Une vidéo YouTube qui tourne en ce moment propose de rebaptiser le palier Ultraball de Pokémon Champions en « sweatlord tier ». Derrière la blague, un constat : ce rang intermédiaire est devenu le terrain de chasse des joueurs les plus acharnés, ceux que la communauté appelle les « sweatlords ». Mais qu’est-ce qui rend ce palier si intense, et comment le jeu tout entier a-t-il été pensé pour le très haut niveau ?
Un système de rangs calqué sur les Poké Balls
Pokémon Champions structure son classement en ligne avec des paliers nommés d’après les Poké Balls, une continuité logique avec Pokémon UNITE ou les jeux principaux. Le rang Ultraball se situe juste en dessous de Masterball, lui-même subdivisé en sous-paliers pour mieux distinguer les meilleurs joueurs. L’objectif ultime reste le rang Champion, car le jeu a pour ambition explicite de « désigner le champion de Pokémon ». C’est dans ces strates élevées que la méta devient impitoyable : équipes entièrement optimisées, compositions copiées des tops joueurs, et un temps de jeu massif. D’où le surnom communautaire de « sweatlord tier » pour l’Ultraball, un clin d’oeil à la sueur que l’on y verse.

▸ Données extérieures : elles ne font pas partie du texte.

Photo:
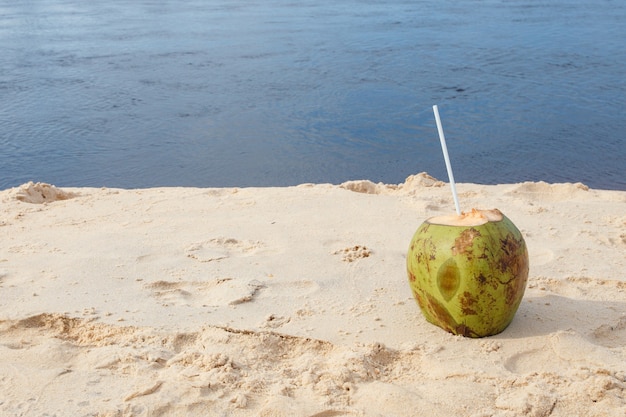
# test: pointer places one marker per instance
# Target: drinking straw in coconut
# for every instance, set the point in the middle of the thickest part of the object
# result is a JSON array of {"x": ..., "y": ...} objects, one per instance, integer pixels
[{"x": 444, "y": 148}]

Pokémon Champions, la nouvelle plateforme compétitive officielle
Disponible depuis le 8 avril 2026 sur Nintendo Switch (compatible Switch 2) et depuis le 17 juin 2026 sur iOS et Android, Pokémon Champions est un free-to-start entièrement dédié au combat en ligne. Développé par The Pokémon Works, une filiale de The Pokémon Company fondée le 1er mars 2024 avec le soutien technique d’ILCA, le titre a été annoncé lors du Pokémon Presents du 27 février 2025. Il remplace officiellement les jeux principaux comme support des compétitions VGC à partir des Championnats du Monde 2026. The Pokémon Company et Nintendo en font le nouveau socle du PvP Pokémon, avec un modèle économique basé sur des microtransactions en Points de Victoire.

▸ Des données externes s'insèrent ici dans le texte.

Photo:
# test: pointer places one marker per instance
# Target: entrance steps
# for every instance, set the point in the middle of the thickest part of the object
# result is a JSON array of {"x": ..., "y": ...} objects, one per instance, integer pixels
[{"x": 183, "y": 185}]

Des combats stratégiques sans exploration
Oubliez l’aventure et la capture : Pokémon Champions est un simulateur de combats dans la lignée de Pokémon Stadium ou Battle Revolution, mais pensé comme un jeu-service. Deux formats sont proposés : le solo en 3v3 et le duo en 4v4, ce dernier correspondant au format officiel VGC. Le cross-play entre Switch et mobile assure une base de joueurs unifiée, tandis que l’interface est entièrement tournée vers le classé, les combats amicaux et les salons privés. Pas de scénario, pas de région à explorer : tout est concentré sur la construction d’équipe et la montée en rang.

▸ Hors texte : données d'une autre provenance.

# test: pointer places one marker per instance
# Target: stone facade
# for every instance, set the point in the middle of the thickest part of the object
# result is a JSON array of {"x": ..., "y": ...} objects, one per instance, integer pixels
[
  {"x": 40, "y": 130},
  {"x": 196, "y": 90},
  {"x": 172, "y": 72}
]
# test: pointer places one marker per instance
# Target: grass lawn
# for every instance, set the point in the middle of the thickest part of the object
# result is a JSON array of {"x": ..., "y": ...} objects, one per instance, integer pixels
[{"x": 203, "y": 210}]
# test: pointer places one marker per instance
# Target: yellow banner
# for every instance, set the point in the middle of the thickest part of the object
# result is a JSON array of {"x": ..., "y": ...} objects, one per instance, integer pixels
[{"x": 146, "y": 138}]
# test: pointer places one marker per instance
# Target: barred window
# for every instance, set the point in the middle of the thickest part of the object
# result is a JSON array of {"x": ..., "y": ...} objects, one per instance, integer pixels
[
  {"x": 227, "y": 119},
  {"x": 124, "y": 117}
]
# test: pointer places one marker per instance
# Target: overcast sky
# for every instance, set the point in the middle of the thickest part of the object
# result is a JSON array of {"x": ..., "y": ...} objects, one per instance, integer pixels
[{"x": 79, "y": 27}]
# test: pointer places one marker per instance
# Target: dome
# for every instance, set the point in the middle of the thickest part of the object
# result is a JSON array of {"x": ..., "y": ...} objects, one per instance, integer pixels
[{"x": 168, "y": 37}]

Un team builder compétitif avec des Points de Victoire
La gestion des Pokémon passe par Pokémon HOME, mais avec des règles propres à Champions. Les IV ont été supprimés pour simplifier la compétition ; seules les statistiques de type EV sont gérées via une ressource interne, les Points de Victoire (VP). Optimiser un seul Pokémon coûte environ 1132 VP, et jusqu’à 2132 VP en incluant son recrutement. Une équipe entièrement optimisée tourne autour de 13 000 VP, ce qui crée une courbe de progression même pour les joueurs purement compétitifs. Ce système rend la préparation plus lisible, mais exige un investissement certain pour atteindre les sommets du ladder.
Le retour de toutes les mécaniques spéciales
Pokémon Champions se distingue par la cohabitation des grandes gimmicks de la saga. Les Méga-Évolutions sont jouables dès le lancement, et les Capacités Z, le Dynamax et la Téracristallisation seront introduits progressivement. L’idée est de faire tourner ces mécaniques par saisons, à la manière des formats VGC, pour créer des métas distinctes. Le producteur Masaaki Hoshino évoque un « carrefour mécanique » où chaque système pourra briller, avec des Pokémon compatibles ajoutés au fil des rotations. Une approche qui renforce la dimension plateforme à long terme du titre.
Une ambition e-sport à long terme
The Pokémon Works a conçu Champions comme un jeu-service compétitif capable de survivre aux cycles des jeux principaux. La feuille de route évoque des tournois multi-disciplines, une extension du pool de Pokémon via HOME et des saisons de méta distinctes. La réception initiale salue la clarté des formats et la disparition des IV, tout en pointant le grind en VP. Dans les faits, les rangs Ultraball et au-delà sont déjà identifiés comme des zones de méta extrêmement dure, où chaque erreur se paie cash. De quoi justifier, avec un sourire, l’appellation « sweatlord tier » qui circule sur les réseaux.